Они зачтут мне то, что я дошел до Берлина, и встретят меня, пускай не с распростертыми объятиями, но и не ослепленные обидой.
Писатель Пе (причудливый каприз, конечно) утверждает, что часто по ночам беседует со старым генерал-аншефом — о странных судьбах немецкого и русского народов, о волхвах, о феях. О том, что Крошка Цахес, один из самых изощренно современных персонажей, не вылупился из недр общественного сознания, как из фольклорно-инкубаторского яйца: Гофман был милосерден к людям — Крошку следует понимать как злой туман, поднимающийся по воле фей, на стыке романтического и меркантильного.
Вы же, Мария, требуете разоблачения волхвов, срывания покровов и упразднения непорочного зачатия, прекрасной выдумки зороастрийцев. Непорочное зачатие, Мария, как предприятие вне греха, вне войны и вне корысти, как предприятие, замысленное исключительно во имя грядущей Девы и грядущих знамен любви, более не ритуально — оно насущная необходимость всех.
Путеец поднял дочь. Прижал к груди. Постоял в растерянности, даже в смущении. Из его горла вырвался хрип, он сказал нам что-то, скорее всего: «Извините», притиснул девочку к себе, вскрикнул: «Господи!» — и пошел обратно в Дубцы, все убыстряя и убыстряя шаг.
Женщины глядели в центр круга, где только что лежало тело девочки, но вот их ситцевый венок смешался; плача, они сошли с пути: на ржавых шпалах, на щебне, среди пятен мазута алела кровь.
Потом я видел много крови, но никогда она не была такой акварельной.
Женщины шли чередой. Впереди молодая, с головой, похожей на осенний осиновый веник, и две ее большеглазые дочки. Позади всех, чуть приотстав, шагал я. Убитая девочка закрывала мои глаза ладошками, как совсем недавно еще закрывала отцу…

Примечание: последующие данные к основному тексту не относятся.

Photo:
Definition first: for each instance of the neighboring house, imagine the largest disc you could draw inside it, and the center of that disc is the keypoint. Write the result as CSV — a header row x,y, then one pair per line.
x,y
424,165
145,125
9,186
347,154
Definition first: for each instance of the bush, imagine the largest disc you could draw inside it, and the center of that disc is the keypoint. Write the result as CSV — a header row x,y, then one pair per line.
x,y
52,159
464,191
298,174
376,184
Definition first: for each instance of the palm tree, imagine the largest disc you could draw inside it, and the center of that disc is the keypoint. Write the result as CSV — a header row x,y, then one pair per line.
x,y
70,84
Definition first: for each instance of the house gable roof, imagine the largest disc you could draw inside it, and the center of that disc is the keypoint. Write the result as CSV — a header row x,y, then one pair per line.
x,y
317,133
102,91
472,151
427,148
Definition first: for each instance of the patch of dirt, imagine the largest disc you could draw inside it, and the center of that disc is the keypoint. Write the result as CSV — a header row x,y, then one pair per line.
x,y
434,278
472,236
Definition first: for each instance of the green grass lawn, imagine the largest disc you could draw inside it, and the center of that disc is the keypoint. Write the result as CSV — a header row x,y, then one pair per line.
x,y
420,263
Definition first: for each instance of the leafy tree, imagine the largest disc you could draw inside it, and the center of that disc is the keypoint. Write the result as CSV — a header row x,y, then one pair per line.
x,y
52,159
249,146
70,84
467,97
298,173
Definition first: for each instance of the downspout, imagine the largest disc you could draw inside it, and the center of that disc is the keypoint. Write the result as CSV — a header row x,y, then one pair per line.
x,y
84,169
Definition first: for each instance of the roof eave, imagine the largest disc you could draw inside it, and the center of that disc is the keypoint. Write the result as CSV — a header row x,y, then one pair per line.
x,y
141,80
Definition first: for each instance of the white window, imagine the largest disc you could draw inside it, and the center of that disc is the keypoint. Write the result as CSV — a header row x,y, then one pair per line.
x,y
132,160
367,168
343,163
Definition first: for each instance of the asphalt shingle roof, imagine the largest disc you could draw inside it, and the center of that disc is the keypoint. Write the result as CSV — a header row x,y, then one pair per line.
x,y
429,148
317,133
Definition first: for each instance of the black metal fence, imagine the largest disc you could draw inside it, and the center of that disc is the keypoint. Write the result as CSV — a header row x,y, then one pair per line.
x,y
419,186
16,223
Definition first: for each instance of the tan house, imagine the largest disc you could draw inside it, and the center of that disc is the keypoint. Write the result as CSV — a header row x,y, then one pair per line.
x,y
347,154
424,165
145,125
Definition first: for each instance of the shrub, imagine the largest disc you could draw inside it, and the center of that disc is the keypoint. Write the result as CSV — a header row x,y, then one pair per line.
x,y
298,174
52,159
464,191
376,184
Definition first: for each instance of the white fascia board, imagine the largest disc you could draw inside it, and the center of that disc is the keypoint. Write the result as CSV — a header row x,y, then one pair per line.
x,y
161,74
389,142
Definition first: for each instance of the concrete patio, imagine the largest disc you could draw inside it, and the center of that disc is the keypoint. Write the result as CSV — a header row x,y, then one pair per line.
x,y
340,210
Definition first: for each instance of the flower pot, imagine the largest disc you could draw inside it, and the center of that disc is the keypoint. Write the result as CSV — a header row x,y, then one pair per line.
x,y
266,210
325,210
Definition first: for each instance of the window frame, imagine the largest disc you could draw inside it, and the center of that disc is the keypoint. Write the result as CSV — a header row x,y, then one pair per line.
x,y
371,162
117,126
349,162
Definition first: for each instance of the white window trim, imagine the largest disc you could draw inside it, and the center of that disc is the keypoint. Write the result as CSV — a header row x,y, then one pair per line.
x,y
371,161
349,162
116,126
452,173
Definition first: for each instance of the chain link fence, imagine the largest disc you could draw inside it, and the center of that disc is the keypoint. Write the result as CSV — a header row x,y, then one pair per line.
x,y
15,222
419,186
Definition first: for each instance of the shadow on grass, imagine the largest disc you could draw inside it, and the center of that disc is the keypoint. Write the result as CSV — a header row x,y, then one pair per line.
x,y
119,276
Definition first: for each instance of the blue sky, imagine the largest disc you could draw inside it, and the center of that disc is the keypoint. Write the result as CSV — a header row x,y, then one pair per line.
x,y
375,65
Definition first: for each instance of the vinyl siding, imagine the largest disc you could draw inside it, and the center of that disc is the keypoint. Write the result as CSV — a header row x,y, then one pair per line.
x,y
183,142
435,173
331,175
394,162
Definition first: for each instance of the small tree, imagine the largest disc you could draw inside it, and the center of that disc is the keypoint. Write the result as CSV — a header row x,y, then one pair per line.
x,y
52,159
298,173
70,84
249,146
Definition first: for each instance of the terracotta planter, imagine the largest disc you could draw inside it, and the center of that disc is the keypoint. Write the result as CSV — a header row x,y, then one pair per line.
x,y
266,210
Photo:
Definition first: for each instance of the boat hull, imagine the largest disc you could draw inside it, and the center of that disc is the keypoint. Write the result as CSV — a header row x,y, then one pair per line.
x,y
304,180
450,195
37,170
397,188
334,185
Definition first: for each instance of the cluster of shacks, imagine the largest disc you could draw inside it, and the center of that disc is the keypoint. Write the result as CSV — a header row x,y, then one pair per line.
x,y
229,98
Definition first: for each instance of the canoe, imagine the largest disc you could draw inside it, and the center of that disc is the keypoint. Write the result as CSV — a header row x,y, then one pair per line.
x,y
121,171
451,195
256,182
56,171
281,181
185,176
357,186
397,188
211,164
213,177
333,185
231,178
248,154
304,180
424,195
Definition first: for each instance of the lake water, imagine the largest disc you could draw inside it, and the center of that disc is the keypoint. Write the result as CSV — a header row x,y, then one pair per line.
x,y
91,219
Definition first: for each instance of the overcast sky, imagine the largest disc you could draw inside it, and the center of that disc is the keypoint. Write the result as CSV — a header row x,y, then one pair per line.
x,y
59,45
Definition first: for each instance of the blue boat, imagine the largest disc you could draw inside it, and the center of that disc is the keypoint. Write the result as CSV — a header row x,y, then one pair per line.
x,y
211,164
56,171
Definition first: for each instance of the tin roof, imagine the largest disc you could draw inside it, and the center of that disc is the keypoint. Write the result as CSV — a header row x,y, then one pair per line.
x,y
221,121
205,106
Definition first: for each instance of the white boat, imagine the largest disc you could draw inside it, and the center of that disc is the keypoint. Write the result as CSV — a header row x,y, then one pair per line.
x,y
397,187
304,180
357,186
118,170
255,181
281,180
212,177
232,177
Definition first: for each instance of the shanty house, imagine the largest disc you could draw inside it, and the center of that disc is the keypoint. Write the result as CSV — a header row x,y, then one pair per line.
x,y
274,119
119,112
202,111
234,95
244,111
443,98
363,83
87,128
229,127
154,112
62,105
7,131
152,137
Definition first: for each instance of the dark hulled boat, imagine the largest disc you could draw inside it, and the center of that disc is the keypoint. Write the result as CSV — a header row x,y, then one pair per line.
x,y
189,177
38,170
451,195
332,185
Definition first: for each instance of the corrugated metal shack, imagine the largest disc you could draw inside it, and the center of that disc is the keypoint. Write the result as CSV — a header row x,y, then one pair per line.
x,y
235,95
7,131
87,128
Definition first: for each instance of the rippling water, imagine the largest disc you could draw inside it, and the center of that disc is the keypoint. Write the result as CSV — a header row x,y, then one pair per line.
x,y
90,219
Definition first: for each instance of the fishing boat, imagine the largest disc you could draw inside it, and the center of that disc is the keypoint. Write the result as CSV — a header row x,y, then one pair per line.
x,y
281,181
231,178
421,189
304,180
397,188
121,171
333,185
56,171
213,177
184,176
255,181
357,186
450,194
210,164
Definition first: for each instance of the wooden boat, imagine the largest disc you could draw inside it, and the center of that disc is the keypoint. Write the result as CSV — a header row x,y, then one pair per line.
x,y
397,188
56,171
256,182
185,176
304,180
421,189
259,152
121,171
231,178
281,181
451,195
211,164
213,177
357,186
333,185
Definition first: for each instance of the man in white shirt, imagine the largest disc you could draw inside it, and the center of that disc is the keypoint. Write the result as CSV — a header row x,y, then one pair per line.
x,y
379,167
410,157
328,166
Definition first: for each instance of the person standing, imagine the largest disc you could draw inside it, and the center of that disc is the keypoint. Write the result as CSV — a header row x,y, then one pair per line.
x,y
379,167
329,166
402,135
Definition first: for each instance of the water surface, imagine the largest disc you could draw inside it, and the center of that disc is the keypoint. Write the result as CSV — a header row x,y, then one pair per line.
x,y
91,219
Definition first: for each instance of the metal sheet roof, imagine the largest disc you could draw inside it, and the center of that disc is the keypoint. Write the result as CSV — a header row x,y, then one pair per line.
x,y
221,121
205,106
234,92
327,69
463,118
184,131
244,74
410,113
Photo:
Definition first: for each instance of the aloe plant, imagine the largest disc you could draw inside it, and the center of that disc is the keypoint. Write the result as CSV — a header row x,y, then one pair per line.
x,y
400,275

Но надежда сноровиста и живуча. Она пробилась в сознание словом «переправа»! Ну взорвали мост, разбомбили, победим — отстроим. Широкий и легкий, как лезвие бритвы. А на это время наладят переправу: буксир, баржу или речной пассажирский пароход, Волхов — река судоходная.
Мне представились молчаливые пожилые саперы, свайный пирс из тесаных желтых сосен. Саперы курят махорку. Лицо, шея, мысок на груди, кисти рук у них цвета хорошо копченных колбас, а вот лоб, плечи, руки — белые. Когда они моются, это видно. Острые топоры они заворачивают в вафельные полотенца.